The Black hole at centre of Milky Way is forging new star-gas hybrid objects

News

  • Milky Way galaxy is glued together by a super-massive black hole Sagittarius A* at its centre, buried deep in the constellation Sagittarius constantly pulling stars, dust, and other matters inward.
  • A new study suggests that the Sagittarius A* might not be only devouring things but actually responsible for the creation of new kind of stars that are quite different from the stars we know.

Sagittarius A*

    • Astronomers from UCLA’s (University of California Los Angeles) Galactic Center Orbits discovered the new class of objects at the centre of our galaxy not far from Sagittarius A*.
    • The study  mentions that these anomalous objects look like oblong blobs of gas several times more massive than Earth but behave like small stars capable of passing perilously close to the black hole’s edge without being ripped to shreds.
    • Given the shape, orbits, and interaction of these six objects (dubbed G1 to G6) with Sagittarius A*, researchers believe that each G object is a pair of binary stars (two stars that revolve around each other) that got smashed together by the black hole’s gravity millions of years ago and still spilling out clouds of gas and dust in the messy aftermath of the collision.
    • The first G-objects (G1) was discovered in 2005 by Ghez’s research group at the centre of our galaxy and in 2012 astronomers in Germany made a puzzling discovery of a bizarre object named G2 that made a close approach to the Sagittarius A* in 2014.
    • At the time, Ghez and her research team believe that G2 is most likely two stars that had been orbiting the black hole in tandem and merged into an extremely large star, cloaked in unusually thick gas and dust.
    • Research group later reported the existence of four more objects they called G3, G4, G5 and G6. The researchers found out that while G1 and G2 have similar orbits, the other four have very different orbits.
    • Researchers noted that while the gas from G2’s outer shell got stretched dramatically, its dust inside the gas did not get stretched much.
    • Researchers have already identified a few other candidates that may be part of this new class of objects, and are continuing to analyze them.

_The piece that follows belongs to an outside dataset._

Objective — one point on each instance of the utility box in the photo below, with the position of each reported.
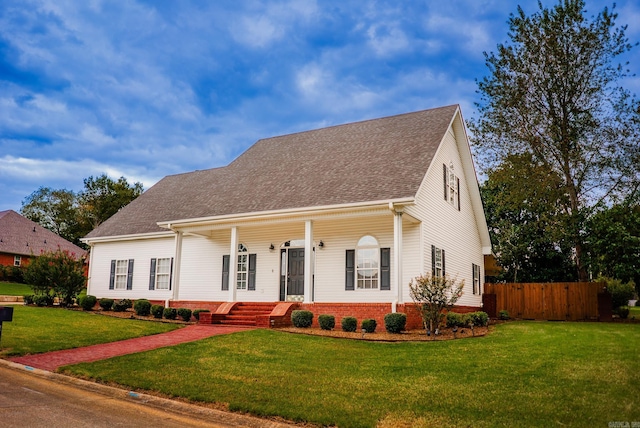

Moody’s: Rising sea levels threaten sovereign credit ratings

News

  • Economic shocks stemming from rising sea levels pose a long-term risk to the sovereign credit ratings of dozens of countries that have large areas at risk of submersion, including Vietnam, Egypt, Suriname, and the Bahamas, Moody’s said.

Rising sea levels

  • Climate science suggests that sea levels will continue to rise for decades, contributing to increasingly frequent natural disasters such as storm surges, floods, and cyclones, the credit rating agency.
  • The economic and social repercussions of lost income, damage to assets, a loss of life, health issues and forced migration from the sudden events related to sea-level rise are immediate.
  • Vulnerability to extreme events related to sea-level rise can also undermine investment.
  • Farming, tourism, and trade are all threatened by rising sea levels, especially in countries with a large proportion of land and people at risk of submersion, including island states like the Philippines, Fiji and the Maldives.
  • While high-income economies, such as Japan and the Netherlands, are also exposed, they have countermeasures in place that mean their credit ratings are unlikely to be materially impacted.